Orlando is a manicured sprawl that I find somewhat disturbing. There is a Whole Foods (a beacon, truly) that can only be accessed from this major highway by finding a way to cycle around Universal Studios. There is the Mall at Millennia, now an oasis of desperation since it contains Neiman's and Bloomingdale's and we all know they can't give anything away these days. The Florida Mall mirrors a crappy mall in Tampa by having a Saks anchor in a mid-range, generic mall; this Saks has had the best selection of fragrance in Central Florida. Then there are two outlet malls (Prime and Premium) that are full of merchandise made expressly for them and a much-admired Barney's Outlet that, upon inspection, is out of style by a full season and at that unexciting.

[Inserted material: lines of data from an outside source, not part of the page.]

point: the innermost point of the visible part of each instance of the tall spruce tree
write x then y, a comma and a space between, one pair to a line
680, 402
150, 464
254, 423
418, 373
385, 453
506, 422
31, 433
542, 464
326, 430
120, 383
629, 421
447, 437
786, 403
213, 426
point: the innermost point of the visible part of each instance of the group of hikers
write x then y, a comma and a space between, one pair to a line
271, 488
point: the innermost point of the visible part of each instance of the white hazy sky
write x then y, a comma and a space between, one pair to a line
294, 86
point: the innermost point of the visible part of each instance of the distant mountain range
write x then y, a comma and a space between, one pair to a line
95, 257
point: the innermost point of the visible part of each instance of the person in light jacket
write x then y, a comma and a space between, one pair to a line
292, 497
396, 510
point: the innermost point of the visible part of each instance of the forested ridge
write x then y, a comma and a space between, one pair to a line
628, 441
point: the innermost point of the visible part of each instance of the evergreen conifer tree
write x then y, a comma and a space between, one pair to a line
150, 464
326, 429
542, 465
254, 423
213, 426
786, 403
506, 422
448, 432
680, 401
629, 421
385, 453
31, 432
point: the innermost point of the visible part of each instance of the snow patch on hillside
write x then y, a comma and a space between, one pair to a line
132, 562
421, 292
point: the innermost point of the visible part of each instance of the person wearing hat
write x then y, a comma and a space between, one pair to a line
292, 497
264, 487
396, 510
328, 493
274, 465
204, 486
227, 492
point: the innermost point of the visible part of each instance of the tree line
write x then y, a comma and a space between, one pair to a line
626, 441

Everything new in Orlando reeks of urban planning. Condo complexes handily adjacent to the Millennia Mall ride high on grass that appears to have been subjected to a Marine buzz cut. A distinct lack of trees marks these complexes that have no resort but to bake in the sun. Across the boulevard are small ranch-type homes from the 1960s in complexes with upscale names like Carrollwood or Windfield; these appear now to be Hispanic neighborhoods that must feel forced to admire the thrust of those condos across the street. Elsewhere, shabby little circles and drives loop you by out-of-business gas stations and confusing street signs; all roads lead either to one of the entertainment meccas or to International Drive (which, for your perfumistas, has two of those stores that sell mainstream scents and a form of smell-a-like with the most hopeful packaging. This is not Parfums de Coeur territory. I have some idea that they wish people would buy these imitations bec. I am fairly sure the markup on them is higher).

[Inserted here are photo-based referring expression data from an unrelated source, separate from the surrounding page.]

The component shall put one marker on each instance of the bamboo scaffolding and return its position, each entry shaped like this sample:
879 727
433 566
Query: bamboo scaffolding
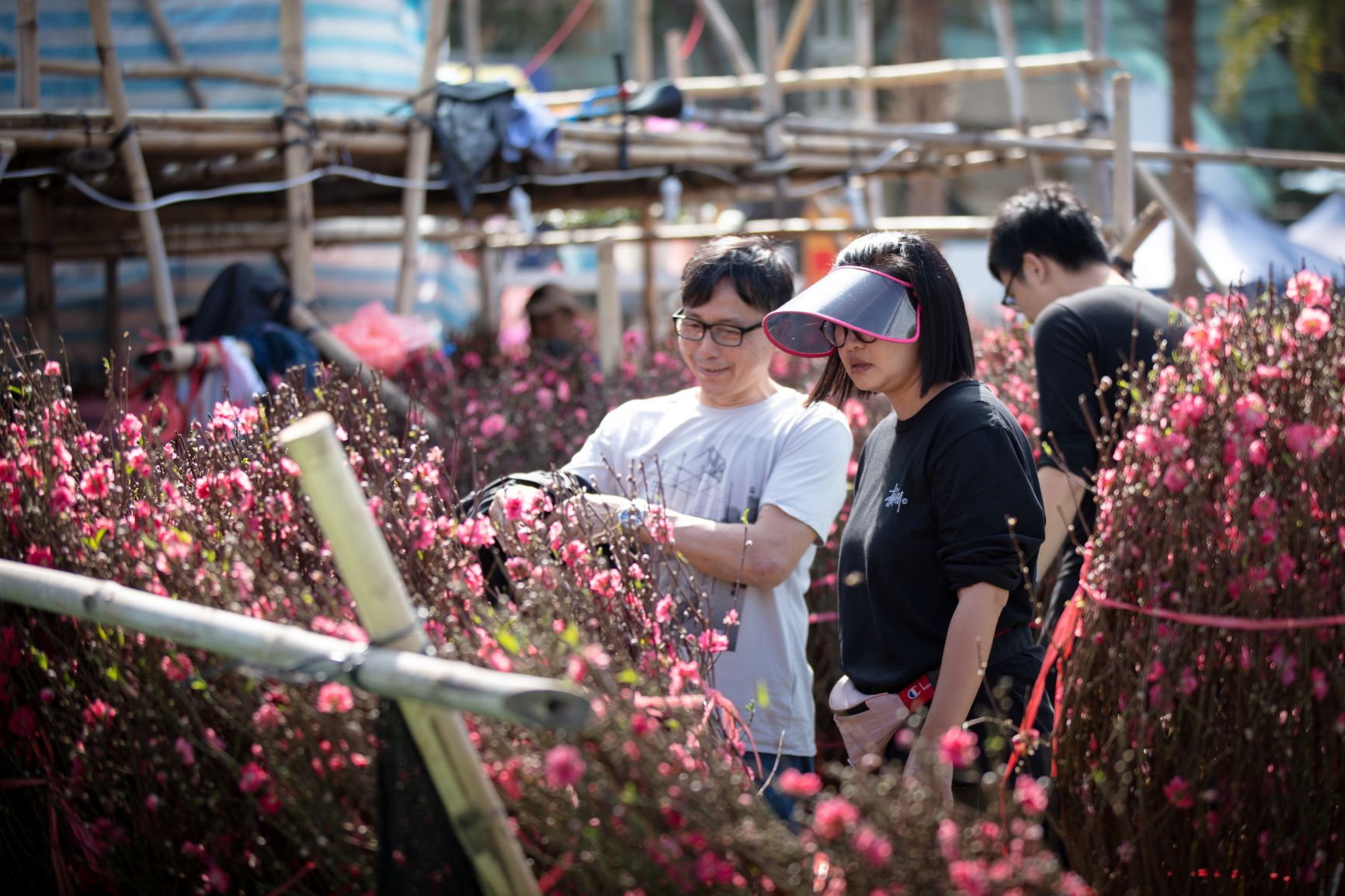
912 75
165 306
1124 161
1181 227
799 18
385 611
608 308
169 71
417 159
299 158
34 201
170 40
1005 34
525 700
1095 42
721 26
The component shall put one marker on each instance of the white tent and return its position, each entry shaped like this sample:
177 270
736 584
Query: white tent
1239 245
1322 229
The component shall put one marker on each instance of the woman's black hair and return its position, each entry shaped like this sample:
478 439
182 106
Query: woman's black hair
946 352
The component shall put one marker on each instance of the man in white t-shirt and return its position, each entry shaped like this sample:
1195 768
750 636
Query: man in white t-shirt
736 450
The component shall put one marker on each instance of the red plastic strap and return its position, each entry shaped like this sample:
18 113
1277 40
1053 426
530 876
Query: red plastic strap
1208 620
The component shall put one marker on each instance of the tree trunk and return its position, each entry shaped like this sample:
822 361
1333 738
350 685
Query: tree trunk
1181 62
920 40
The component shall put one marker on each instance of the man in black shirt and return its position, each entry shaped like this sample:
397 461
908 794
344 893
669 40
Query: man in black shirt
1090 327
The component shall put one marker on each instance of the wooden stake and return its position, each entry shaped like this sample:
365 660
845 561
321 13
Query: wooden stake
160 280
864 97
385 611
471 34
170 40
652 286
1124 159
642 40
799 18
299 155
1095 40
608 308
34 201
728 36
417 159
672 50
529 700
1003 15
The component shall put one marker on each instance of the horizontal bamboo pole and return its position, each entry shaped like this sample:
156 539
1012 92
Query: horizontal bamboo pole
385 609
100 120
527 700
912 75
169 70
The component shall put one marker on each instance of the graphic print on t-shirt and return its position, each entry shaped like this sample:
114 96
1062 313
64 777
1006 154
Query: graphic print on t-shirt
700 483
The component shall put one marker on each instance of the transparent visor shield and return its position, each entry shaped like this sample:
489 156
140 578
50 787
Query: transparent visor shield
860 299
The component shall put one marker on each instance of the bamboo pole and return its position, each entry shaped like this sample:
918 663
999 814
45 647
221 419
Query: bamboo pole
170 42
417 158
40 286
799 18
650 293
1003 16
338 352
112 308
299 156
1124 252
672 50
642 40
1095 40
527 700
909 75
608 308
165 306
1124 161
863 96
471 35
727 36
1181 227
385 611
172 70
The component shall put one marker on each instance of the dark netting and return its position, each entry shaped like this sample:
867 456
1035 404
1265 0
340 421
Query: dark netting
419 852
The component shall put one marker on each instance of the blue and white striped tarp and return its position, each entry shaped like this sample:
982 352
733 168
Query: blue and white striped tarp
374 43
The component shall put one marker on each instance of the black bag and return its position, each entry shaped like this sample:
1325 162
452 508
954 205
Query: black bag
560 486
470 124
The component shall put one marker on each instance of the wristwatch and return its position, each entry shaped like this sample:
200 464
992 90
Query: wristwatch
631 517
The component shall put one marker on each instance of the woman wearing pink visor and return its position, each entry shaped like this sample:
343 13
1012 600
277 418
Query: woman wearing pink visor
940 547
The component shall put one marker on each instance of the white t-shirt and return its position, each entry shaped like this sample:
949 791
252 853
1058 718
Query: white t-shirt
718 463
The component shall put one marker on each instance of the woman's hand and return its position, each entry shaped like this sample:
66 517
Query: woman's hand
927 773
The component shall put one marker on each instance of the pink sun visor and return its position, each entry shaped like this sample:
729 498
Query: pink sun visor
861 299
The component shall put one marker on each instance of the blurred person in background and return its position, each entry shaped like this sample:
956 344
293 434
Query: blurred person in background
1090 327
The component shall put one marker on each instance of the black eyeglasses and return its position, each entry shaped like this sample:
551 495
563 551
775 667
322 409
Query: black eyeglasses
727 335
1008 301
837 334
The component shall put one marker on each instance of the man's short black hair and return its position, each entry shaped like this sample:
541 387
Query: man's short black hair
1047 221
946 350
757 268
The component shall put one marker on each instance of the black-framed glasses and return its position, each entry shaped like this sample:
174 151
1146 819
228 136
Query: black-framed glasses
1009 301
727 335
837 334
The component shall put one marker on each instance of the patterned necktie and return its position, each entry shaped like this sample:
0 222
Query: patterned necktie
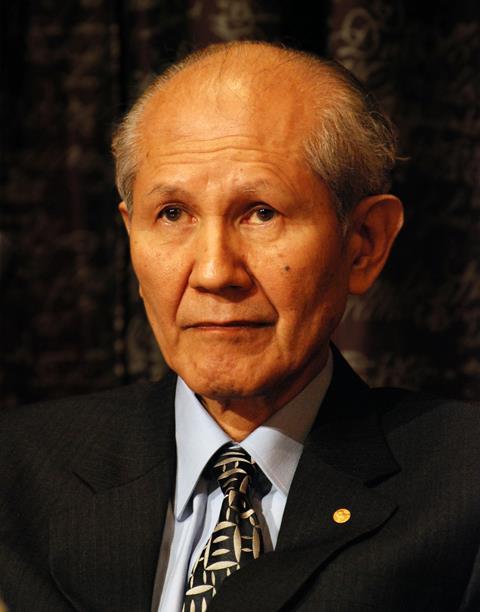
236 538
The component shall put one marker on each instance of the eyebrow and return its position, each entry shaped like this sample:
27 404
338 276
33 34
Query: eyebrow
167 190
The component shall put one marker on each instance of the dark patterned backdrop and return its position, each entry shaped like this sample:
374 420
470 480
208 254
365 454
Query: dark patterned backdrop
71 320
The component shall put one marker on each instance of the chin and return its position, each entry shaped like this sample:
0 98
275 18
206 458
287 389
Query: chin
226 385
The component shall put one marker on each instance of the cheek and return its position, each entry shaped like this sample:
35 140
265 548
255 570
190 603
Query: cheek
159 278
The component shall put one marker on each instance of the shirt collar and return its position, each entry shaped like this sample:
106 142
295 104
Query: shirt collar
276 445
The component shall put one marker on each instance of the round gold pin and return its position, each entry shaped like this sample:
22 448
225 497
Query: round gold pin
342 515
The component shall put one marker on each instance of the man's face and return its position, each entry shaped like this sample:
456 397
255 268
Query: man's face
235 243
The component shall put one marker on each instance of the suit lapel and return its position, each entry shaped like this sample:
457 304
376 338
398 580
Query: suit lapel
104 551
344 455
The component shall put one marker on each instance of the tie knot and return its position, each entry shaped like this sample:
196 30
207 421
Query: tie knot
234 469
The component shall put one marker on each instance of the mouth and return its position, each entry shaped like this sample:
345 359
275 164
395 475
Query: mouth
229 325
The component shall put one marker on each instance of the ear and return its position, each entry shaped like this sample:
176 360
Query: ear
373 227
122 207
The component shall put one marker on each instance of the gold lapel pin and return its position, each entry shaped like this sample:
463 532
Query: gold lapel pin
342 515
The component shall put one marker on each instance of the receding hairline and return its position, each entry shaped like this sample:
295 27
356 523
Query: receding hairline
257 62
340 108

Sometimes I have the impression that the whole of Orlando is an urban biosphere that is watched, 24 hours a day, by a giant, all-seeing eye. It's suspiciously clean, especially where money might be spent. Everything gleams, and it isn't just that blinding sun making everything appear so sterile. Bathrooms are spotless and there is every effort made to dazzle the shopper with spectacle, even if said spectacle is merely a discount coupon or a free chicken wing as you walk, blinded, past a chain restaurant that has on its "porch" a man with a big white smile who appears to be playing Calypso music. He's dressed in a tropical shirt that has pineapples on it and he is probably tuneless; behind him he has a boombox that plays the music while he makes excited trills on the steelpan and inveigles you to do something foolish, like eating at that restaurant.

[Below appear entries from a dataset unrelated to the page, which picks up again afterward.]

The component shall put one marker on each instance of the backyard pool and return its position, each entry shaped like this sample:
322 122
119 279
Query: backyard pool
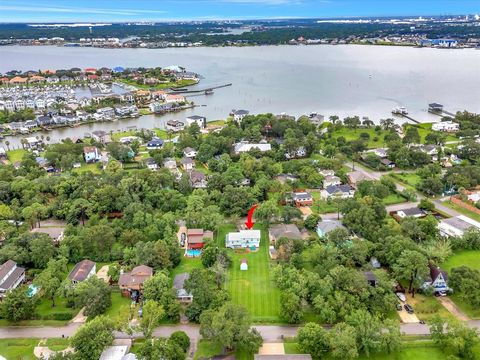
193 253
32 290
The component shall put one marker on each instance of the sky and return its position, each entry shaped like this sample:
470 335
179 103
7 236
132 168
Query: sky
158 10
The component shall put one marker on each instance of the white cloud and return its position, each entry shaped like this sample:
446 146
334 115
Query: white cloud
78 10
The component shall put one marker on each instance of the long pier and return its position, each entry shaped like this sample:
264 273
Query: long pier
206 90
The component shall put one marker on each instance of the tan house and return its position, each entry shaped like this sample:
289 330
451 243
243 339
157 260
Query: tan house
131 283
82 271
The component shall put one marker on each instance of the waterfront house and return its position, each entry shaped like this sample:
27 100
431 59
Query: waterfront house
175 125
354 177
189 152
338 192
187 163
243 239
447 126
100 136
326 226
131 283
457 226
44 120
238 115
331 180
11 276
201 121
438 279
174 98
196 238
170 163
302 198
244 146
82 271
91 154
179 286
289 231
155 143
151 164
435 107
197 179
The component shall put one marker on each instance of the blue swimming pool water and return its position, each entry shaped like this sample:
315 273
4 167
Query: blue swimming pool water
193 253
32 290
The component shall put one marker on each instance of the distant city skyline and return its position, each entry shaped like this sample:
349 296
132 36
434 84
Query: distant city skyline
168 10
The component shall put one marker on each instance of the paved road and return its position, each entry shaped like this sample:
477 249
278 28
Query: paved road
270 333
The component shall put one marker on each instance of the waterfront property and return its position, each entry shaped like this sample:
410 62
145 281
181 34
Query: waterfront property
456 226
11 276
82 271
179 285
131 283
244 239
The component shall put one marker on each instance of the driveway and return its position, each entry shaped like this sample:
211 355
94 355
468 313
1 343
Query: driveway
452 308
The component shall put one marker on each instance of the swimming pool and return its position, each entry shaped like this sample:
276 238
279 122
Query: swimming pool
193 253
32 290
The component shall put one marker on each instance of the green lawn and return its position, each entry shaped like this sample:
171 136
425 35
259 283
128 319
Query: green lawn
470 258
166 85
408 178
186 265
426 128
375 140
462 210
410 350
18 349
120 306
393 199
88 167
16 155
253 288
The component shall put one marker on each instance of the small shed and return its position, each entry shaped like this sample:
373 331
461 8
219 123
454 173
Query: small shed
243 264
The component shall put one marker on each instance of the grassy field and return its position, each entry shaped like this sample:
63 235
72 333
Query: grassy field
18 349
253 288
376 138
426 128
120 306
411 350
22 349
16 155
470 258
186 265
410 179
86 168
393 199
462 210
166 85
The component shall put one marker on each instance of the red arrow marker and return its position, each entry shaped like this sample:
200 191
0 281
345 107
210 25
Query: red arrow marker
249 222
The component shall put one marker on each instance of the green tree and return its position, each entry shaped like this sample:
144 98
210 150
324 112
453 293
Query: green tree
411 266
93 294
152 313
16 305
313 339
229 327
93 337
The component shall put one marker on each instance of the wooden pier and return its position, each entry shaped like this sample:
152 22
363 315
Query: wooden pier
206 91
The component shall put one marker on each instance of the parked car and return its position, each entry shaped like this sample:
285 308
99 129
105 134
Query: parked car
401 296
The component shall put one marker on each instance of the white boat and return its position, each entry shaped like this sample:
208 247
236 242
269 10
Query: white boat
400 111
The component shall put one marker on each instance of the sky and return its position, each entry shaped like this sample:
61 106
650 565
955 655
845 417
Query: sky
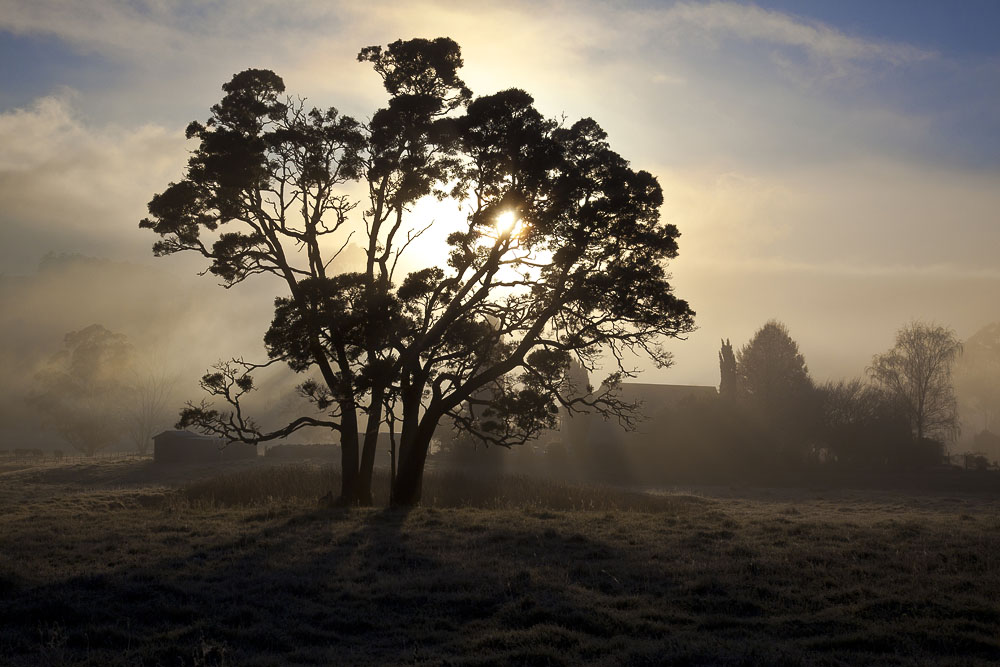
832 165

Elsewhere, have you ever been lost on one of those roads in Disney or Universal? They are all designed so you cannot escape. If you try, you will be met with a strict motoring code that virtually ensures you are delivered right back to the front gate: No U-turn, no left turn, no turn on red, turn back, O, Man, to the temple gates!
It is by this system that the lost motorist is mandated to do something illegal. The ticket will arrive in six weeks, in the mail. One day this system will be improved and the ticket will arrive immediately on your cell phone, but please don't try to view this while you are still trying to escape. We don't want you to leave. We love you.
A couple of friends of mine went to Disney for a birthday. The birthday girl got in free and the pair split a Caesar salad. These two are fairly poor and have no fixed address. They tour with medieval fairs, enacting a skit with a mythological creature that has been made out of insulation material and cardboard. They spent two hundred dollars the day they went to Disney, and as Lisa was telling me about their outing, all I could think was: That would have bought most of a bottle of Attrape Coeur.
I bought Stella body cream, something I've wanted since my rediscovery of Stella some months ago. The scent is true to the parfum and I find its sharpness to be sublime. I think I will wear it when I take another road trip, this time to rural Alabama. The South is a weird place. There is much to miss out on.